Abstract
Cytomegalovirus (CMV) infection remains a common complication after allogeneic hematopoietic- cell transplantation (HCT) with a significant increase in morbidity and mortality among patients who acquire such infection. Pre-emptive prophylaxis in which antiviral agents are started based on detection of CMV in the blood to prevent clinical disease has been the standard practice for many years. This approach was limited by the toxicity of available anti-CMV medications and increased complications among patients who activate CMV(1, 2). Letermovir, an antiviral agent that inhibits replication by binding to components of the terminase complex (UL51, UL56, or both) was approved in 2017 for prevention of CMV infection and disease among HCT recipients(3). Letermovir has been shown to delay polyfunctional CMV-specific cellular immune reconstitution as well as cause a decrease in absolute polyfunctional CD8+ T cell responses(4).
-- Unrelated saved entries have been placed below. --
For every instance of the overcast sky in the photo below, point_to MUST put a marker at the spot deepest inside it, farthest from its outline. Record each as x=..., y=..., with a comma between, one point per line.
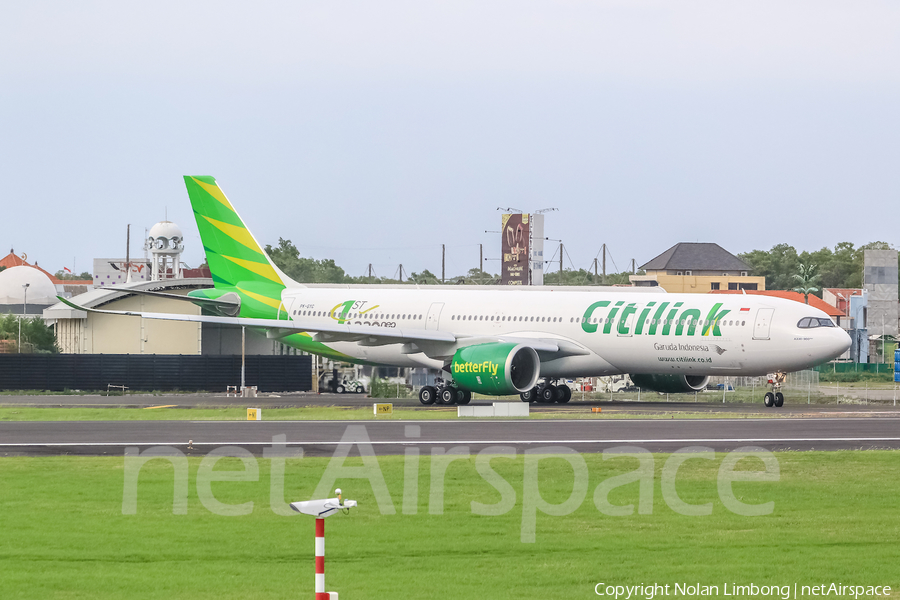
x=374, y=132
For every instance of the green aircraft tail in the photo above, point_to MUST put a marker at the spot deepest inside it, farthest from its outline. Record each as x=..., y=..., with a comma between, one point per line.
x=236, y=260
x=233, y=254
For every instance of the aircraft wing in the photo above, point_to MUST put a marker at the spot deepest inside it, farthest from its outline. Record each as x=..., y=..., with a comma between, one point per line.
x=433, y=343
x=323, y=332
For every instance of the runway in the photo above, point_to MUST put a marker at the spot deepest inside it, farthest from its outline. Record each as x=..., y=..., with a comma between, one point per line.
x=707, y=404
x=321, y=438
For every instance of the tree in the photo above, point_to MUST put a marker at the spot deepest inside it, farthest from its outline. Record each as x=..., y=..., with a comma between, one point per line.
x=806, y=278
x=304, y=270
x=36, y=335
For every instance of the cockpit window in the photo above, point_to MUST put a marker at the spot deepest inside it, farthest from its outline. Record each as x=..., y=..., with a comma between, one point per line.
x=812, y=322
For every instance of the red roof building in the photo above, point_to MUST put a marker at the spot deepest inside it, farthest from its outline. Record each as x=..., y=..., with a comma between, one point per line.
x=12, y=260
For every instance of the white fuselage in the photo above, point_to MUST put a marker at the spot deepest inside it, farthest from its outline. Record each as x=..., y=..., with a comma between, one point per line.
x=619, y=331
The impact of such delayed immune reconstitution on infections other than CMV has not been widely described especially in the setting of post-transplant cyclophosphamide as GVHD prophylaxis.
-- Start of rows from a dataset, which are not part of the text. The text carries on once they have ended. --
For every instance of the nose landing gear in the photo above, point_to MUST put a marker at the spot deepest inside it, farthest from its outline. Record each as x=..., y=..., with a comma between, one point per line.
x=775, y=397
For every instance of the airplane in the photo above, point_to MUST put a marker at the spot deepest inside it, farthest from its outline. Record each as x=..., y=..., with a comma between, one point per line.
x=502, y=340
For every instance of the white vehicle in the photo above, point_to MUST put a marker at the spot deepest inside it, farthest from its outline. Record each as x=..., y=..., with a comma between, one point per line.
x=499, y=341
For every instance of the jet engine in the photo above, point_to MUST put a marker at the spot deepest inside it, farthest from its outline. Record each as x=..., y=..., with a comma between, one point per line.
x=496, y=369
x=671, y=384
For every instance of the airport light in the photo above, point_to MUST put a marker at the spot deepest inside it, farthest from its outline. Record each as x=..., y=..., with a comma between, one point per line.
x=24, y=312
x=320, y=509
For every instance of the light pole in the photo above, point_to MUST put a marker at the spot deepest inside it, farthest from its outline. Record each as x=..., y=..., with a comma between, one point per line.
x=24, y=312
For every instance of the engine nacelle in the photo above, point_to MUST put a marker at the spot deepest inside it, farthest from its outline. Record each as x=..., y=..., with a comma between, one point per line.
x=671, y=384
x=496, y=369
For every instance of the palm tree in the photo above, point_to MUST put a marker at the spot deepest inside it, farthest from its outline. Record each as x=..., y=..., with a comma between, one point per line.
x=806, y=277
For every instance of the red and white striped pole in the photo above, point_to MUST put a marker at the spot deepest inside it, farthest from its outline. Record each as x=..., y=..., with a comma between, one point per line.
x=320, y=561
To study the impact of Letermovir on non-CMV infections during the first 6 months post HCT and to assess its effect on other transplant endpoints including OS, DFS, NRM, relapse, acute and chronic GVHD, we analyzed 409 consecutive patients who received their HCT at our center between 2016 and June of 2021. Letermovir prophylaxis was started at our center in January 2018 and is given to patients receiving MUD or haploidentical transplant and are either CMV+ or donor is CMV+. The final dataset included 321 subjects with the following characteristics: Median age 54 years (19-80); disease AML/ALL/MDS 81%, NHL/HD/Other 19%; donor type haplo (69%), MUD 31%; Cell Source PBSC 88%; Myeloablative conditioning 38% ; Donor/Recipient +/+ 50%, +/- 12%, -/+ 38% . The median follow up for survivors was 31.2 (11.5-52.6) months for letermovir group versus 66.2 (53.1-76.9) months for no letermovir group. Patients in the letermovir group were less likely to have received a reduced intensity regimen (22% vs 33%, p=0.05) and to have received a marrow graft (8% vs 16%, p=0.02).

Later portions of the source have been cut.